Parallèlement, Carl Henry BURIN, deuxième lauréat de cette catégorie, y voit une question de santé publique, et estime que la dépénalisation de l’avortement permettra d’éviter de trop nombreux cas de mortalité maternelle. « Beaucoup de femmes perdent la vie, en se confiant à des charlatans pour expulser de leur ventre le fœtus qu’elles ne veulent garder. L’avortement est par conséquent l’une des causes de mortalité maternelle les plus répandues au pays ». Cependant, contrairement à M. TOUSSAINT, Carl Henry BURIN semble plaider en faveur d’un droit à l’avortement libre de toute contrainte. « Cette revendication ne répond donc pas simplement à des exigences économiques ou sanitaires, mais exprime aussi bien le désir d’affirmation pour les femmes, de se sentir libres dans leur corps, sans avoir à subir les diktats d’un système-monde dont elles sont exclues ».
Roobens ISMA est le premier lauréat du concours pour l’inclusion des personnes handicapées dans la société haïtienne, et selon lui, « des changements majeurs doivent être avant tout opérés dans les structures sociales de la société ». « Il faut faire bouger les lignes tant sur le plan éducatif, politico-juridique, économique pour ne citer que ceux-là », estime M. ISMA. Également, il se veut être clair, il ne s’agit aucunement d’accorder des faveurs aux personnes en situation de handicap, mais de rétablir la justice. « Il ne s’agit pas ici d’accorder une quelconque faveur, mais de préférence respecter les droits inaliénables trop longtemps bafoués d’une catégorie de personnes, marginalisées ».
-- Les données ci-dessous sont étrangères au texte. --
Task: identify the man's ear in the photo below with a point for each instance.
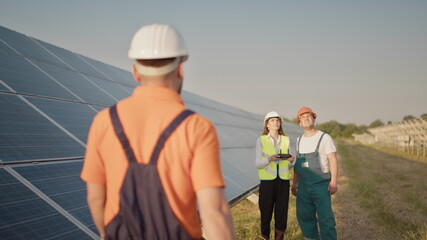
(135, 74)
(181, 70)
Vickania TURENNE, deuxième lauréate de cette catégorie, appelle à la démarginalisation des personnes en situation de handicap. « Deux mots : femmes et handicap. Chacun portant leur propre lot de marginalisation », s’est-elle indignée tout en réclamant pour ces 15% de la population l’accès aux infrastructures et aux services sociaux. Mlle TURENNE, elle-même interprète en langue des signes, a plaidé en faveur de la mise sur pieds « d’ écoles et d’universités inclusives avec des structures spécialisées », ainsi que la vulgarisation de l’enseignement des langues des signes ou des dispositions de traduction pour les sourds-muets.
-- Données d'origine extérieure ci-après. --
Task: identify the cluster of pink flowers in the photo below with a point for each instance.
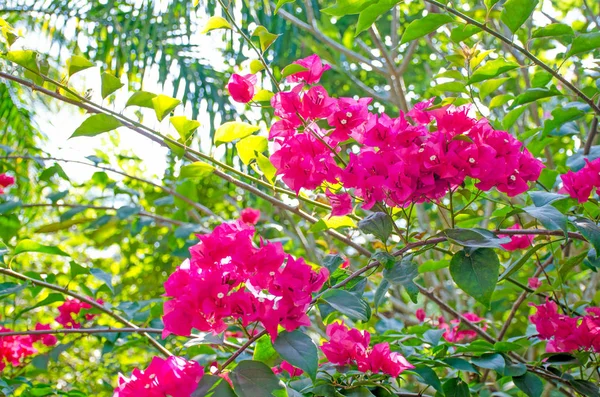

Pour la catégorie « Inclusion financière », c’est Nathalie DAVID qui a remporté le premier prix. Selon elle, « Une meilleure croissance économique ne pourrait favoriser un développement durable sans l’insertion des femmes dans le secteur économique ». Pour Mlle DAVID, « Une déconstruction totale s’impose face à ce cataclysme systémique ».
Quant à Marc Hérold NORELUS, deuxième lauréat de cette catégorie, la priorité a été de s’attaquer à l’inégalité hommes-femmes dans l’accès aux opportunités, en particulier devant les institutions financières et au niveau des salaires. « Les femmes haïtiennes bénéficient de 51% des prêts totaux accordés dans le système financier contre 49% pour les hommes. Cependant, en termes de volume, les hommes reçoivent 70% du montant total accordé et les femmes seulement 30% », a-t-il rappelé en plaidant contre un système qui dit favoriser les femmes, mais qui, dans les faits, les traite en parents pauvres.
Rappelons que cette deuxième édition a été soutenue par la Banque de la République d’Haïti (BRH), l’Ambassade de France en Haïti, l’Agence Universitaire de la Francophonie (AUF), l’Université Quisqueya, la DIGICEL, l’Initiative Spotlight, l’Union Européenne, l’UNICEF et Panos des Caraïbes.